The states of Connecticut, Illinois, and Rhode Island; the Montana Consumer Counsel; Colorado Office of Consumer Counsel; and public interest groups Public Citizen and the Public Utility Law Project of New York have legally challenged the FERC order. They say it allows “sellers of wholesale electric power to charge ‘market rates’ for electricity and to avoid the Federal Power Act’s requirements that rates be just and reasonable and that all changes in rates be filed with FERC before they go into effect.”
The groups argue that by relying solely on the market to regulate rates, FERC violated its statutory obligation to ensure that rates are “just and reasonable,” and that the market-based rates policy—which allows sellers to file a market-based rate and does not require sellers to give 60 days advance notice of changes in market prices—violates the terms of the FPA.
The U.S. Court of Appeals for the Ninth Circuit last October upheld FERC’s order, saying that it did not violate the FPA. But the court left open the “possibility that the petitioners in this case or other parties would succeed in an as-applied challenge to FERC’s implementation of the order,” explained law firm Troutman Sanders LLP.
The states and citizen groups appealed to the U.S. Supreme Court, petitioning the high court to review the case. Last week, FERC filed its brief in the Supreme Court in opposition to the case.

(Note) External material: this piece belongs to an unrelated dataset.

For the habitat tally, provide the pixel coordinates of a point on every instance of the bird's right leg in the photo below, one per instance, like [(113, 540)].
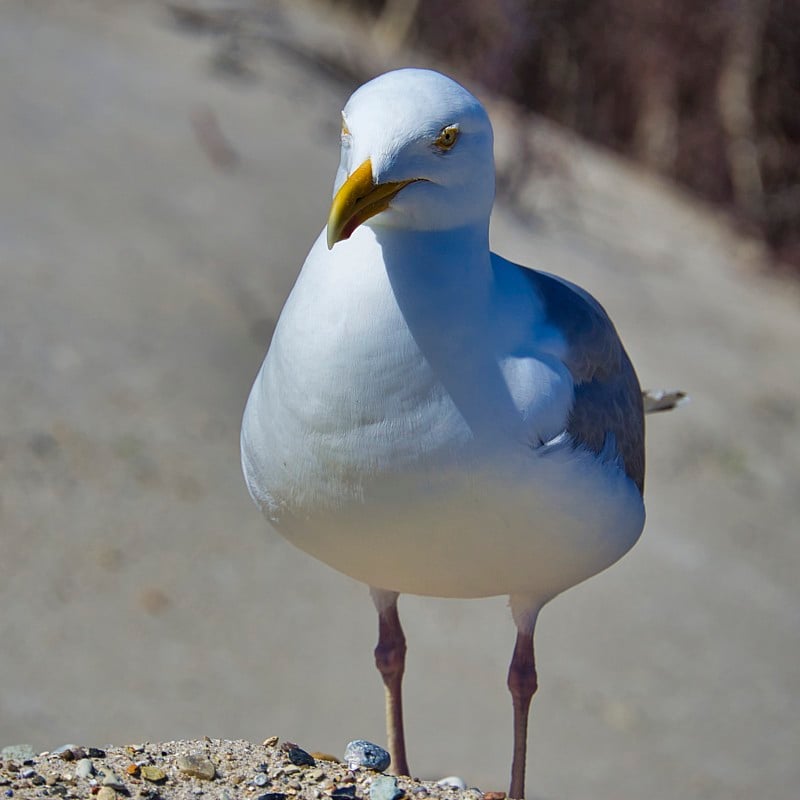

The Electric Power Supply Association (EPSA)—a national trade association representing competitive power suppliers, including generators and marketers—also filed a brief with the court last week, urging the court to deny a petition for review of the Ninth Circuit’s decision.
The EPSA, joined on the brief by PPL Corp., argues that the court should deny the petition for at least three reasons: “First, no decision of this Court … conflicts with the lower court’s holding that the Commission’s market-based rate regime comports with the requirements of the Federal Power Act. Second, the court of appeals correctly held that the Commission’s market-based rate regime does not violate any statutory requirement. In fact, Congress ratified the regime when it enacted the Energy Policy Act of 2005, Pub. L. No. 109-58, 119 Stat. 594, which includes multiple provisions that would make no sense if, as petitioners contend, the Commission lacked authority to approve market-based rate tariffs.”
Finally, it contends, “denying the petition would not raise any issues of exceptional importance. In contrast, granting the relief petitioners seek could have devastating consequences for the nation’s energy markets and the consumers who rely on those markets."
EPSA said in a statement that a court decision that would find FERC’s market-based program unlawful under the FPA would “jeopardize these markets and set the stage for crisis.”
“Even if one could ignore the billions of dollars in benefits that would be lost from a retreat from a competitive, market-based regime, there is no ignoring the substantial costs that such a retreat would impose on consumers,” it says in its brief. “Moreover, thousands of market participants have built power plants, made other investments and ordered their affairs based on the pro-competitive policies that the Commission has implemented over the last two decades, which have been consistently upheld by courts, and which Congress affirmed in the 2005 legislation."